The bottom line is cyber security is hurting because we didn't cultivate the mindset, the talent and the infrastructure years ago and we are having trouble shifting the landscape, recruiting the talent and reversing the polarity. We are still using things we shouldn't from Operating Systems to Passwords. We are still short on talent in the industry as a whole and the result is a stagnated round robin of data breaches. Politicians seem to believe the answer to solving these problems is punitive, much like smacking your dog on the nose with a newspaper is when trying to prevent him from peeing in the house. It's an blunt approach and one that doesn't fix the problem. it just puts pressure on the folks who are already struggling to keep up. Cyber Security is a daunting challenge, one that will take investment, outreach and fundamental changes to the way we use the web. Despite all the technical issues and potential problems, the single most important fix begins with people.

Most cyber security professionals did not start as such. They were Network Engineers or DBAs prior to becoming part of the Cyber landscape. The reality is the IT industry as a whole exploded faster than we could keep it safe. And that process continues today with IOT devices, self driving cars, the list goes on. We need more people to learn the technology. This is perhaps the most difficult portion of the equation as Cyber Security is not very beginner friendly.

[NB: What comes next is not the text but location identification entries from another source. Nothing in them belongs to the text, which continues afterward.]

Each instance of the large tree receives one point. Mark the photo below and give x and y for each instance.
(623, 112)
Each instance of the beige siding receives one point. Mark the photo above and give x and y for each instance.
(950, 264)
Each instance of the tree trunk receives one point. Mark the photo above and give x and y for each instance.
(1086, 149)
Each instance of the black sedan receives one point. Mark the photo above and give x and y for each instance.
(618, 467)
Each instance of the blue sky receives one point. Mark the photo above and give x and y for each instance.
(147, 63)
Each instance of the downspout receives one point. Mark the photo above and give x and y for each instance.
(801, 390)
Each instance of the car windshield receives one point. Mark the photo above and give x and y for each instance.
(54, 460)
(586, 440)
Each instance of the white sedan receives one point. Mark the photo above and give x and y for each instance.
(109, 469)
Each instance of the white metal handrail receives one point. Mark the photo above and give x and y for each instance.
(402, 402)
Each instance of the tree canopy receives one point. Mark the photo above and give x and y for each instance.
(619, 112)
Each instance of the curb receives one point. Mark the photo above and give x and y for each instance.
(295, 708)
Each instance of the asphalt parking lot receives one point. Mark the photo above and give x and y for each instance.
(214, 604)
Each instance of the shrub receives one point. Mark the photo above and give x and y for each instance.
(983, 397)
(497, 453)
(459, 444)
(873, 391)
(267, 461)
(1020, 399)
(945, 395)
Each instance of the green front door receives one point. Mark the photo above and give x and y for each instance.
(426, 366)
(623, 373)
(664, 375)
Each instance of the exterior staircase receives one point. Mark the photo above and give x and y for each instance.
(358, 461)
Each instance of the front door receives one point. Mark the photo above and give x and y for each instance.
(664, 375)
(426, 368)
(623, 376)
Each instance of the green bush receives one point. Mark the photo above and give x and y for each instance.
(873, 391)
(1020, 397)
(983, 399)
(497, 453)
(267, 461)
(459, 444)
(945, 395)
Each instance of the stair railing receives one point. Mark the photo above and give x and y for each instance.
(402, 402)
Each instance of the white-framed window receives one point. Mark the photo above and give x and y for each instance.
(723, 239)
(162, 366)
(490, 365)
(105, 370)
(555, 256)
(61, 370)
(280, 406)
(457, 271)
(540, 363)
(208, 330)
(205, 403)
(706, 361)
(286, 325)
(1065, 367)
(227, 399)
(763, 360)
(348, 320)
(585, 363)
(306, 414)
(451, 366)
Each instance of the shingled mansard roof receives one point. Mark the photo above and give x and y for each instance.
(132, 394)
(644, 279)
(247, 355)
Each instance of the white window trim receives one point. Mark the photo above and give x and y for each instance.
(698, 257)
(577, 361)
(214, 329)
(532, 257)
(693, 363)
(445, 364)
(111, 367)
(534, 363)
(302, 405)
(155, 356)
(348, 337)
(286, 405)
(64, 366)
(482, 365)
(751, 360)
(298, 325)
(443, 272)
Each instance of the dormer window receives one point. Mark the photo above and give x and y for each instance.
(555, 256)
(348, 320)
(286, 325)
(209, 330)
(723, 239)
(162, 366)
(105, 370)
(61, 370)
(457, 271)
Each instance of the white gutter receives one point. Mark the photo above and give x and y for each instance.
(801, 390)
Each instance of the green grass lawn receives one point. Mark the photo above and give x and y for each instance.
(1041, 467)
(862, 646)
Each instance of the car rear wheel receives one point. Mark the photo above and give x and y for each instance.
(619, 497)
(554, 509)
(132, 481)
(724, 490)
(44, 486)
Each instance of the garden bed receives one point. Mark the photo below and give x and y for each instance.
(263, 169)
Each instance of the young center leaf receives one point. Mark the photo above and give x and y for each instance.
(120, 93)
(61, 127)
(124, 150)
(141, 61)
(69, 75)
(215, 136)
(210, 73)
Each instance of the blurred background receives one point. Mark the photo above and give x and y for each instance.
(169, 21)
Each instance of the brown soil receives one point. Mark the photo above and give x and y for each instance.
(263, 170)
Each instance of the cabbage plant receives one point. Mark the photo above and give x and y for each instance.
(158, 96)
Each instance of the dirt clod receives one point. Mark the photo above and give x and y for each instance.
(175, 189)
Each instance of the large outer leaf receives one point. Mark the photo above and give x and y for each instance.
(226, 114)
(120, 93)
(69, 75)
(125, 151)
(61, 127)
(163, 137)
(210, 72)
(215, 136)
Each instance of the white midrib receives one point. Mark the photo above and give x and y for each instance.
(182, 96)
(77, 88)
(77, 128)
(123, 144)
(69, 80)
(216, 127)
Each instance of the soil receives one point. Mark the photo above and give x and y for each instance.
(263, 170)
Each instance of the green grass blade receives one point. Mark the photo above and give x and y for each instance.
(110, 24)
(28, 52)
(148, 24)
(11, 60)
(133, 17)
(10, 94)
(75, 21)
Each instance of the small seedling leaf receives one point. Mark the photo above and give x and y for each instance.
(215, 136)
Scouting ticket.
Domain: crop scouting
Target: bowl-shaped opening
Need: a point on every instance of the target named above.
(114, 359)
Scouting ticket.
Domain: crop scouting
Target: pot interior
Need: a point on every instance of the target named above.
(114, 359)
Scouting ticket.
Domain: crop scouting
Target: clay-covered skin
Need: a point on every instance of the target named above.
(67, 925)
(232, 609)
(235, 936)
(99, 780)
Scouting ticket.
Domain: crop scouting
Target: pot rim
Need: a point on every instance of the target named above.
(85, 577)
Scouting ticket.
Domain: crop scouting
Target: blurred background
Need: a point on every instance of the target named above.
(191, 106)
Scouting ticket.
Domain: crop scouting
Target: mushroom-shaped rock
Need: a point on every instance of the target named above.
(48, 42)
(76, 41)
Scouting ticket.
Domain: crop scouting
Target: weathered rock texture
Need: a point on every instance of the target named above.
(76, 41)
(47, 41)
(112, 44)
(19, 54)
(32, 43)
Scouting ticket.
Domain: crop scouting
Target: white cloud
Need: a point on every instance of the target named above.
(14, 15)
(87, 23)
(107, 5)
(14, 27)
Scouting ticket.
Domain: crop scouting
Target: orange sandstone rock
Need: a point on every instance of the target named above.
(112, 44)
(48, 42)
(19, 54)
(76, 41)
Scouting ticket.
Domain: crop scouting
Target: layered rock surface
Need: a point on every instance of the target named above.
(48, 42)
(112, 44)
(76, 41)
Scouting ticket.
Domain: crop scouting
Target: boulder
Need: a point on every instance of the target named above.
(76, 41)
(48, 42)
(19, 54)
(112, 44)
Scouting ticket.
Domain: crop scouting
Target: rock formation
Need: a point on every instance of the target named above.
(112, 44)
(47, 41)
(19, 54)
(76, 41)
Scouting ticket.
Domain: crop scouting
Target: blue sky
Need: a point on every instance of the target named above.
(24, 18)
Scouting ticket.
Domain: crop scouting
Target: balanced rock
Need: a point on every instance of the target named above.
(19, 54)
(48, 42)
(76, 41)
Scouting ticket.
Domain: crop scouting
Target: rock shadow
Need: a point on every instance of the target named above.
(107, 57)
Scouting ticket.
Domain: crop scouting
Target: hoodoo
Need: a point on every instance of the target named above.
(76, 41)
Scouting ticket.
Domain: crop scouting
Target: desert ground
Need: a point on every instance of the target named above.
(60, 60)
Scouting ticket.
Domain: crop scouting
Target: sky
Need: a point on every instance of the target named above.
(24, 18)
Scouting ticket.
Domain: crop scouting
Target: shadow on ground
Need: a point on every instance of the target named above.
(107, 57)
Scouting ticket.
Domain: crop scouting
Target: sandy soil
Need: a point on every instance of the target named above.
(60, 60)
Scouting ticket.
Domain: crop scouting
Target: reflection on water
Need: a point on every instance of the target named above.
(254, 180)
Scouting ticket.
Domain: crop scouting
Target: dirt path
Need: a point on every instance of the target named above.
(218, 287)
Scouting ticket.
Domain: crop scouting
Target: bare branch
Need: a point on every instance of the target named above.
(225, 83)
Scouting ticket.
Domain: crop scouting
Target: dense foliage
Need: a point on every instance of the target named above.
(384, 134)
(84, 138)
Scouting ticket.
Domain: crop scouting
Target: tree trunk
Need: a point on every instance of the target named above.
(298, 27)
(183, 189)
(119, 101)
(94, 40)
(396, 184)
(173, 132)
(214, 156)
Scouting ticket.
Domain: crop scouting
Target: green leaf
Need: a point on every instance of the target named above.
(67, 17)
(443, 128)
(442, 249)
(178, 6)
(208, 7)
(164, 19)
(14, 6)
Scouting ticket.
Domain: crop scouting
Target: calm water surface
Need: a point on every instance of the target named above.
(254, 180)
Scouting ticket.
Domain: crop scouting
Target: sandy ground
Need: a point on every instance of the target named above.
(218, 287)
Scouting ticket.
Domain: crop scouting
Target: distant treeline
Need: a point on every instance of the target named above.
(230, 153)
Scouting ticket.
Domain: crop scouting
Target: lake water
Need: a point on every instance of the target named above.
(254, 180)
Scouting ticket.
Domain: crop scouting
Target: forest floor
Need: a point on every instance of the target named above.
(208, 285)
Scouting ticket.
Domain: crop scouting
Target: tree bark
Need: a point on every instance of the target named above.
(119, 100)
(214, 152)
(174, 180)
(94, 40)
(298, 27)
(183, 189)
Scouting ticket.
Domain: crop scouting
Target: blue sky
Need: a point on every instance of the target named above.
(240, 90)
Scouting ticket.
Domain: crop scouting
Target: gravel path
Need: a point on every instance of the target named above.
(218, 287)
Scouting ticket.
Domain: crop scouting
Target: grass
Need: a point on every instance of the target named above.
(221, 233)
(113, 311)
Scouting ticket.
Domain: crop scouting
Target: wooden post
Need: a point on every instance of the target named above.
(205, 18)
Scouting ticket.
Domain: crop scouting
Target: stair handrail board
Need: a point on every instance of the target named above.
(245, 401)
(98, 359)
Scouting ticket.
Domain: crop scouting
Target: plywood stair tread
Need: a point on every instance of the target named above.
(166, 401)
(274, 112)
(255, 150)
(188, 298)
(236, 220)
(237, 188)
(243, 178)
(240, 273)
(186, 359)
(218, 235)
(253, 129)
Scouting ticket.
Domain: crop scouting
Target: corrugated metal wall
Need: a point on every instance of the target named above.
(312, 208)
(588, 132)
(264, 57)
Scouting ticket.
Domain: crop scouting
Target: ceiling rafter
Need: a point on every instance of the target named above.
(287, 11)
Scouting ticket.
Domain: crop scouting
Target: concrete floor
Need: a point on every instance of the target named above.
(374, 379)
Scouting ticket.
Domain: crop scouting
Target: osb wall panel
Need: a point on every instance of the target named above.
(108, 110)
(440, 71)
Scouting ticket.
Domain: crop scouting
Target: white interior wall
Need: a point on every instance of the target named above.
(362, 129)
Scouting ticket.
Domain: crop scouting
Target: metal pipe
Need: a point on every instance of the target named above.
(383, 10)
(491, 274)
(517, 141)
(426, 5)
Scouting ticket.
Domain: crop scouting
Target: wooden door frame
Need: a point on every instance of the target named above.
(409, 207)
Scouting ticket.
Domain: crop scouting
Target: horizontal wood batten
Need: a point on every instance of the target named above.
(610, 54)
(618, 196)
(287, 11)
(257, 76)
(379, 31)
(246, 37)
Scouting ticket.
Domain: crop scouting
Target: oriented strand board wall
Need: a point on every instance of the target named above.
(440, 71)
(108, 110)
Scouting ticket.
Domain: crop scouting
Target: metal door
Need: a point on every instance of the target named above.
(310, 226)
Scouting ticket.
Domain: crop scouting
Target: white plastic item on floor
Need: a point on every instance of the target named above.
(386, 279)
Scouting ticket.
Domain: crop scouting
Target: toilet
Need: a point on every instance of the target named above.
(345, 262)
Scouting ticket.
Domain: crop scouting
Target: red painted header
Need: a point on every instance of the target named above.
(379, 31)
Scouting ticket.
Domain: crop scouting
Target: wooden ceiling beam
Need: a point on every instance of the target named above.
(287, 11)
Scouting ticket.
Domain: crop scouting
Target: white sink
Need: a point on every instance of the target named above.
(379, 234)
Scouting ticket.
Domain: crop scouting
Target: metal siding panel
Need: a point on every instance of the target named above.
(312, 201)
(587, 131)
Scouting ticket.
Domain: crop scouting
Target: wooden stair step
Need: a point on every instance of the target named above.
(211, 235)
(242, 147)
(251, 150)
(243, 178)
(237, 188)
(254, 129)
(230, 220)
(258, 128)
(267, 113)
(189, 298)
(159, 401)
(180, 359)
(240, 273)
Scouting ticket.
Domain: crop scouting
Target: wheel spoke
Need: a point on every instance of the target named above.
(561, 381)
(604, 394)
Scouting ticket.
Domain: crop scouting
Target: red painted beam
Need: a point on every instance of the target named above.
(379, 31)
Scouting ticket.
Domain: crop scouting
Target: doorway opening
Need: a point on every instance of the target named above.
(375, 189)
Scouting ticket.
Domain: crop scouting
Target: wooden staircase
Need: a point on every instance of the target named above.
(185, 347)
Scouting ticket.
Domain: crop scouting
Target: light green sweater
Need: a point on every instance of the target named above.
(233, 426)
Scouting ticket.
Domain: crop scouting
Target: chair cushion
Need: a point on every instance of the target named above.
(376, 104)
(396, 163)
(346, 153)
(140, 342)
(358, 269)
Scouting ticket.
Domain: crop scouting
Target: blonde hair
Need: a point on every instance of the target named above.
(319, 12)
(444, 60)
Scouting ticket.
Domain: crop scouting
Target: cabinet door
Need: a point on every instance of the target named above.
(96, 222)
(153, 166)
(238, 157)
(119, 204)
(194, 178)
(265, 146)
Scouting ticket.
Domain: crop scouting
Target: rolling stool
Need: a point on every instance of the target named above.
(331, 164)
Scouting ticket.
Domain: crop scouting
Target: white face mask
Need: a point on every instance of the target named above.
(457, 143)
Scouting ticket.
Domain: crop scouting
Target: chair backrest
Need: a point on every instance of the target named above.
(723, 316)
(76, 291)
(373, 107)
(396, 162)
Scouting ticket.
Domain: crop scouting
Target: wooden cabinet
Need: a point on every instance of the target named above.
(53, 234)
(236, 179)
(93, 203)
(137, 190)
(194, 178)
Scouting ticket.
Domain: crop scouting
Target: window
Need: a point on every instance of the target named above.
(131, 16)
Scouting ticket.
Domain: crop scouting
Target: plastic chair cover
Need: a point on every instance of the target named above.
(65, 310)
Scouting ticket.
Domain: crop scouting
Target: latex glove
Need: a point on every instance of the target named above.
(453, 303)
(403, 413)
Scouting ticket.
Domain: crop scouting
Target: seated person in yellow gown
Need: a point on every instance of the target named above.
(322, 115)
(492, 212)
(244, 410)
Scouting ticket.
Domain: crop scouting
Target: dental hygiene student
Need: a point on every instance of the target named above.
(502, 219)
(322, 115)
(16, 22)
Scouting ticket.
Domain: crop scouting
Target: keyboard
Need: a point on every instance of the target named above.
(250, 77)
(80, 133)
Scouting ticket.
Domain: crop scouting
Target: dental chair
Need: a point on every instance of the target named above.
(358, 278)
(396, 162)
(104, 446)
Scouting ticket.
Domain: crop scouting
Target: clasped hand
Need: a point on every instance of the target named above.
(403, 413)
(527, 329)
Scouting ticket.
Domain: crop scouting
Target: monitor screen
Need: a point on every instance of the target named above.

There is a baseline of knowledge that is required to perform the job function and that requires time and experience. In its simplest form, this is the THE single largest problem. But the overall mantra is simple:

Too many threats; too many insecure means of doing things; too little margin of error and not enough qualified people to do the work.

The Fix Starts with the next generation of Cyber Security Professionals

The reality is nothing changes unless we have more people conscience of the incredibly connected world they traverse every day. Cyber Security Professionals are the front lines but this includes the world as a whole. Learning basic things like not clicking on links within emails, using two factor authentication and not using open Wi-Fi make large differences in the world they live in. But there has to be more done to evangelize these principles. For the vast majority of the world, no one taught them anything about Cyber Security. They have learned what they know from the web, the news or God help us, Television.....

As an aside, the video below is perhaps THE SINGLE most brain dead hacking scene of all time. This is not Cyber Security, Hacking or anything associated with our profession. This is Television Diarrhea:

How do we fix it?

For those of us in the industry, we have a wonderful opportunity to create a better situation for the next generation and for those that leverage the Age of Information. We need to help cultivate talent by giving those who want to learn a means to do so. We need to change the things about the Cyber world that don't work (I'm looking at you Passwords) and replace them with better, more elegant solutions. We need to take a step back from the corporate engine of progression and evaluate the situation using the mantra of " Just because we CAN doesn't mean we SHOULD" (Here I am looking directly at self driving cars). This blog and website will do as much as possible to provide anyone who wants to know how to become a Cyber Security Professional a road map to do so. The World has stuck its head in the sand for over 25 years. It's time to come up for air.